An AI auditor in the top 6 at Sherlock: what it means for smart contract security

September 2025 · Alexandra Gulamova

In September 2025, Savant.chat ranked top 6 in a public Sherlock DeFi audit contest — competing directly against dozens of expert human auditors. To our knowledge, it was the first time an AI system publicly performed on par with senior human auditors in a fiercely competitive environment.

Why a contest, not a benchmark

Benchmarks are useful, and we track them closely — Savant scores 82% on EVMbench, the best result we know of on the market. But benchmarks are built from known vulnerabilities. A live audit contest is different: fresh code, real economic incentives, and human competitors who have every reason to find what you missed. There is no way to overfit to it.

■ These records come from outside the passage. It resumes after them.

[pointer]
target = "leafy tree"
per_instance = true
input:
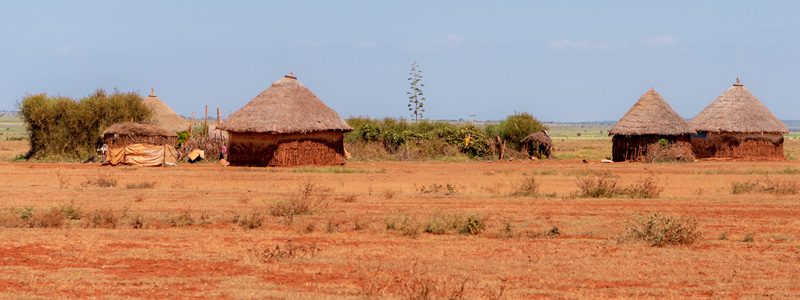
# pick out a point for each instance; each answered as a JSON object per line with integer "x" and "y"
{"x": 415, "y": 99}
{"x": 516, "y": 127}
{"x": 62, "y": 128}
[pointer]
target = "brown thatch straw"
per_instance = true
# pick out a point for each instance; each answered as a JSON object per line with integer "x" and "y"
{"x": 285, "y": 107}
{"x": 130, "y": 128}
{"x": 737, "y": 110}
{"x": 651, "y": 115}
{"x": 163, "y": 115}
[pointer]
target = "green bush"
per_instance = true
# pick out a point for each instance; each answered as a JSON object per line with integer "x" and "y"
{"x": 62, "y": 128}
{"x": 427, "y": 139}
{"x": 518, "y": 126}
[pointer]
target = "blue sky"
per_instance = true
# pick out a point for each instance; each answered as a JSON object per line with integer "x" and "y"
{"x": 560, "y": 61}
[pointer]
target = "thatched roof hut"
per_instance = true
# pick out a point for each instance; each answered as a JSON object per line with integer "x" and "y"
{"x": 651, "y": 115}
{"x": 163, "y": 115}
{"x": 737, "y": 125}
{"x": 139, "y": 145}
{"x": 285, "y": 125}
{"x": 737, "y": 110}
{"x": 538, "y": 143}
{"x": 285, "y": 107}
{"x": 649, "y": 120}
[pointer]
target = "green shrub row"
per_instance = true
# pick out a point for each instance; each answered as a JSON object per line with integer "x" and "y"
{"x": 63, "y": 128}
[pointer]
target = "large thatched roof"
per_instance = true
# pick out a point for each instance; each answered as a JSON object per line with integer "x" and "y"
{"x": 163, "y": 116}
{"x": 651, "y": 115}
{"x": 131, "y": 128}
{"x": 285, "y": 107}
{"x": 737, "y": 110}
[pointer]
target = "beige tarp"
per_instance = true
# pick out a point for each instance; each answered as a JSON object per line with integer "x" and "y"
{"x": 142, "y": 155}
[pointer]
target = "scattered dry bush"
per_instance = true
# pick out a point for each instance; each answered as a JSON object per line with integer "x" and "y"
{"x": 778, "y": 187}
{"x": 598, "y": 187}
{"x": 606, "y": 187}
{"x": 553, "y": 232}
{"x": 408, "y": 225}
{"x": 141, "y": 185}
{"x": 662, "y": 230}
{"x": 309, "y": 198}
{"x": 528, "y": 187}
{"x": 669, "y": 153}
{"x": 447, "y": 189}
{"x": 102, "y": 179}
{"x": 389, "y": 194}
{"x": 347, "y": 199}
{"x": 442, "y": 223}
{"x": 102, "y": 218}
{"x": 183, "y": 219}
{"x": 287, "y": 251}
{"x": 252, "y": 220}
{"x": 644, "y": 188}
{"x": 63, "y": 179}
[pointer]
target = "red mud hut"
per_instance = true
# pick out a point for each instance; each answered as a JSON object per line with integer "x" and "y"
{"x": 163, "y": 115}
{"x": 648, "y": 121}
{"x": 737, "y": 125}
{"x": 286, "y": 125}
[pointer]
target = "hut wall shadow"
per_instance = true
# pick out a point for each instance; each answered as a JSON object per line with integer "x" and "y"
{"x": 262, "y": 149}
{"x": 634, "y": 148}
{"x": 737, "y": 145}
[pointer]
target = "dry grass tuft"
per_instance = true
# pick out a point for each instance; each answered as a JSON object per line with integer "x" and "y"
{"x": 662, "y": 230}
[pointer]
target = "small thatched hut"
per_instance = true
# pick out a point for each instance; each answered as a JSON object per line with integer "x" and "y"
{"x": 286, "y": 125}
{"x": 737, "y": 125}
{"x": 139, "y": 145}
{"x": 648, "y": 121}
{"x": 163, "y": 115}
{"x": 538, "y": 143}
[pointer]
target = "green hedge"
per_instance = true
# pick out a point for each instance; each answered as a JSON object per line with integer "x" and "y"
{"x": 62, "y": 128}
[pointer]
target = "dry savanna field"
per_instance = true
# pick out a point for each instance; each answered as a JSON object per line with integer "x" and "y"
{"x": 401, "y": 230}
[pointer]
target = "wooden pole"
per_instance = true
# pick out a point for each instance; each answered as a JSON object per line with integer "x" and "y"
{"x": 191, "y": 126}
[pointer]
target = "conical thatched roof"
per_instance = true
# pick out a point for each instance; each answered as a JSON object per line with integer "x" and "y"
{"x": 163, "y": 116}
{"x": 737, "y": 110}
{"x": 137, "y": 129}
{"x": 285, "y": 107}
{"x": 651, "y": 115}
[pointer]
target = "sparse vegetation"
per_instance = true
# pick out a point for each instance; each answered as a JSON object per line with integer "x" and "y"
{"x": 528, "y": 187}
{"x": 660, "y": 230}
{"x": 777, "y": 187}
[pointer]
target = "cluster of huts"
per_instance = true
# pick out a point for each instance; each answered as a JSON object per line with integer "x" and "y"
{"x": 287, "y": 125}
{"x": 735, "y": 125}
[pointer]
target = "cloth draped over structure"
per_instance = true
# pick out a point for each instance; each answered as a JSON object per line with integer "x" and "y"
{"x": 142, "y": 155}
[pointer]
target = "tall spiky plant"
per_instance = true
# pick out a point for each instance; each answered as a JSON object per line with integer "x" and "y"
{"x": 415, "y": 99}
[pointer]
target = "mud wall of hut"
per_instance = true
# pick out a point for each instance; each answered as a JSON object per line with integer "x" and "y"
{"x": 259, "y": 149}
{"x": 634, "y": 148}
{"x": 737, "y": 145}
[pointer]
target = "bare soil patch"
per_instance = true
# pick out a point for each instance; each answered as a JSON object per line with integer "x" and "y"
{"x": 191, "y": 235}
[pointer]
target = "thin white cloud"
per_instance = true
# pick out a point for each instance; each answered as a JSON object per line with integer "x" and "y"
{"x": 584, "y": 46}
{"x": 448, "y": 42}
{"x": 64, "y": 50}
{"x": 366, "y": 45}
{"x": 660, "y": 41}
{"x": 307, "y": 44}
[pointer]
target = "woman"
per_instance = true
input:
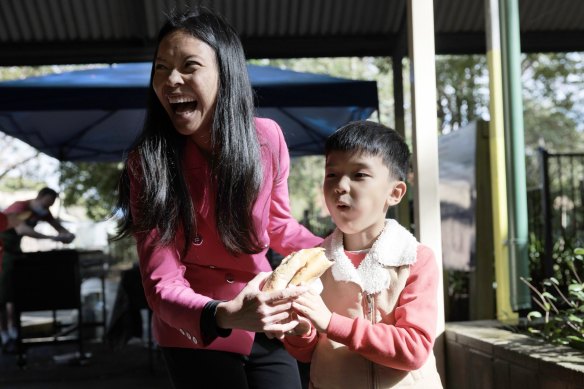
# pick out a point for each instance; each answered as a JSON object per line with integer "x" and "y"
{"x": 204, "y": 192}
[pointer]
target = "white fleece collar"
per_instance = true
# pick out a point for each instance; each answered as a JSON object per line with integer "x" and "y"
{"x": 395, "y": 246}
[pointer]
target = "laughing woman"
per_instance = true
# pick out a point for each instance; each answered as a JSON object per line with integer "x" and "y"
{"x": 204, "y": 192}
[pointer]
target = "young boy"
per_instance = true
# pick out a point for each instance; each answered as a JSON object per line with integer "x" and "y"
{"x": 374, "y": 324}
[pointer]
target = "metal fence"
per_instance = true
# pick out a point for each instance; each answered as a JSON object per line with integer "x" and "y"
{"x": 556, "y": 208}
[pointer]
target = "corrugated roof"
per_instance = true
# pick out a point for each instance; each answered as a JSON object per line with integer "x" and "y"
{"x": 85, "y": 31}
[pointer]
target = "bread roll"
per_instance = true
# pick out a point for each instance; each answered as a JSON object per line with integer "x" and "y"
{"x": 303, "y": 266}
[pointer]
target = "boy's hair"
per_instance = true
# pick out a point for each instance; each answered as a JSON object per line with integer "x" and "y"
{"x": 373, "y": 139}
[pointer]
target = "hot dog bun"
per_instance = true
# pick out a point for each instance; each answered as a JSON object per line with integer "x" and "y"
{"x": 303, "y": 266}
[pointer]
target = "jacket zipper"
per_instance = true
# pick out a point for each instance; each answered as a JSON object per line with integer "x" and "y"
{"x": 371, "y": 309}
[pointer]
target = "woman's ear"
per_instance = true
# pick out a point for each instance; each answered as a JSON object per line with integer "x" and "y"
{"x": 397, "y": 193}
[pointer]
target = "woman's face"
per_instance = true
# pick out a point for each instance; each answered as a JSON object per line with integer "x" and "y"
{"x": 186, "y": 81}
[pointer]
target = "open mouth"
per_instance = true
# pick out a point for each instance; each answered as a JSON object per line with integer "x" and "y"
{"x": 182, "y": 104}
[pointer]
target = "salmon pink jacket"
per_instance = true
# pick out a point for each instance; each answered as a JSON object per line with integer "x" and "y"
{"x": 177, "y": 288}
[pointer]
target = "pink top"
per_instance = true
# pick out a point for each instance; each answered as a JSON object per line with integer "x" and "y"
{"x": 177, "y": 288}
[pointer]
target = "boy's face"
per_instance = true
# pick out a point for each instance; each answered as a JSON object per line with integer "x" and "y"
{"x": 358, "y": 190}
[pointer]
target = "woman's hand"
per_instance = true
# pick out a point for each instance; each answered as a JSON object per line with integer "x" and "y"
{"x": 311, "y": 306}
{"x": 257, "y": 311}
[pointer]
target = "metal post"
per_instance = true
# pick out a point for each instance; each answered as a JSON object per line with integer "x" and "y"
{"x": 498, "y": 167}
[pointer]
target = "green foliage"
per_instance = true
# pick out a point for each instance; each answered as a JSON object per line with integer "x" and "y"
{"x": 92, "y": 185}
{"x": 560, "y": 318}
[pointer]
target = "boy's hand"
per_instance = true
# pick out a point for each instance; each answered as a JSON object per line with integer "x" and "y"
{"x": 311, "y": 306}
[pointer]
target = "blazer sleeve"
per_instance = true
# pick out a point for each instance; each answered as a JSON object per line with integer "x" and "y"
{"x": 167, "y": 291}
{"x": 286, "y": 233}
{"x": 406, "y": 344}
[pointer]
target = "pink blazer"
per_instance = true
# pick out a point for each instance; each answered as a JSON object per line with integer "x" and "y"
{"x": 177, "y": 288}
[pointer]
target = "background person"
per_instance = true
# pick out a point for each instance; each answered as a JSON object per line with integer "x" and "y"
{"x": 374, "y": 324}
{"x": 37, "y": 210}
{"x": 205, "y": 194}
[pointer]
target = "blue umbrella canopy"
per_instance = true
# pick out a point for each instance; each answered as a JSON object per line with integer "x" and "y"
{"x": 95, "y": 115}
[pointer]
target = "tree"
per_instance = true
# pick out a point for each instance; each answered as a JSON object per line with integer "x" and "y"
{"x": 92, "y": 185}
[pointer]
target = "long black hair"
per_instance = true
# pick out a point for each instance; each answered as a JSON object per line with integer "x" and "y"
{"x": 165, "y": 203}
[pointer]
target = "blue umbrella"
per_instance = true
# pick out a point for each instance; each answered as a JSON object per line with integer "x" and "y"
{"x": 95, "y": 115}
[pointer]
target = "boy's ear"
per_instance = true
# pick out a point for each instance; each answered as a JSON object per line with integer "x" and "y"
{"x": 397, "y": 193}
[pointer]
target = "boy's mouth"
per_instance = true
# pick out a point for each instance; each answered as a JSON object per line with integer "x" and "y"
{"x": 182, "y": 104}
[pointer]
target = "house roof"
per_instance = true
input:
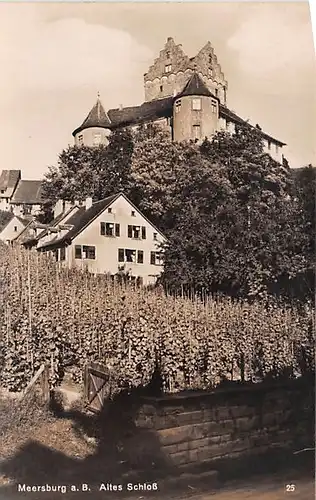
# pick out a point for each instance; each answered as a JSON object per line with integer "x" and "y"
{"x": 97, "y": 117}
{"x": 28, "y": 192}
{"x": 82, "y": 218}
{"x": 7, "y": 217}
{"x": 196, "y": 86}
{"x": 8, "y": 182}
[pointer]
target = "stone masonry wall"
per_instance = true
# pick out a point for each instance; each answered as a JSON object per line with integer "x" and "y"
{"x": 229, "y": 424}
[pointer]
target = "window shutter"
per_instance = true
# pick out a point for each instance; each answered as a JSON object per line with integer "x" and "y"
{"x": 153, "y": 258}
{"x": 140, "y": 257}
{"x": 121, "y": 254}
{"x": 78, "y": 253}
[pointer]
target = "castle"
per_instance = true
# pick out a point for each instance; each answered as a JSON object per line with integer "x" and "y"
{"x": 186, "y": 96}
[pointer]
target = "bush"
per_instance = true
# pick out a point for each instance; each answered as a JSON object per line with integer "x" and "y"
{"x": 69, "y": 318}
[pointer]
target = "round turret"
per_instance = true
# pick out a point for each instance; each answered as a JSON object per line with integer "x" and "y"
{"x": 195, "y": 112}
{"x": 95, "y": 129}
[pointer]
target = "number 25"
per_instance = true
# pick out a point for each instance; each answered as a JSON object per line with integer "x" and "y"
{"x": 290, "y": 487}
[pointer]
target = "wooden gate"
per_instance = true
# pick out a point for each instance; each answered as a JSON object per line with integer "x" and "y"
{"x": 96, "y": 386}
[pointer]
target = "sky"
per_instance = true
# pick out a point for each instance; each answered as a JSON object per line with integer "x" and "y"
{"x": 56, "y": 57}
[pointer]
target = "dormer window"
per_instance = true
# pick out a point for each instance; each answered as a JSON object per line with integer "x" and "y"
{"x": 196, "y": 104}
{"x": 97, "y": 139}
{"x": 197, "y": 131}
{"x": 178, "y": 105}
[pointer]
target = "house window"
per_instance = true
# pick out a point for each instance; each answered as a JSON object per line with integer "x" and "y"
{"x": 140, "y": 257}
{"x": 196, "y": 104}
{"x": 97, "y": 139}
{"x": 62, "y": 253}
{"x": 88, "y": 252}
{"x": 84, "y": 252}
{"x": 178, "y": 105}
{"x": 156, "y": 258}
{"x": 196, "y": 131}
{"x": 136, "y": 232}
{"x": 109, "y": 229}
{"x": 121, "y": 255}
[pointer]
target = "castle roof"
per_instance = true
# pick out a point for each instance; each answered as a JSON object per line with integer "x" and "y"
{"x": 96, "y": 118}
{"x": 196, "y": 86}
{"x": 28, "y": 192}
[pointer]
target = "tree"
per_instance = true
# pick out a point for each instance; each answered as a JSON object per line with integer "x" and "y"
{"x": 246, "y": 242}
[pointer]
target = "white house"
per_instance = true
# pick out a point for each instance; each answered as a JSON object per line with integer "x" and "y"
{"x": 106, "y": 237}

What actually made the difference

  • Multi-model orchestration. Savant is not a wrapper around a single LLM. It combines several Tier-1 models to generate vulnerability hypotheses, trace code execution and filter out false positives.
  • Proprietary training data. The system is built on a dataset of 20,000+ analyzed vulnerabilities, from which we extract optimized security skills for our agents.
  • False-positive discipline. The single biggest reason teams abandon AI security tools is noise. Ranking in a contest requires findings that are real, reproducible and clearly explained — exactly what we optimize for.

What it does not mean

It does not mean human auditors are obsolete. Our own recommendation to clients is a layered stack: AI in CI/CD during development, an AI deep audit as preparation, and a human audit before mainnet for high-value code. What the result does mean is that the AI layer is no longer optional — it now catches, at a fraction of the cost and time, a large share of what only humans could catch before.

The people who built DeFi — 1inch, Lido, BGD Labs, TON — already trust Savant with their own code. The Sherlock result is public evidence of why.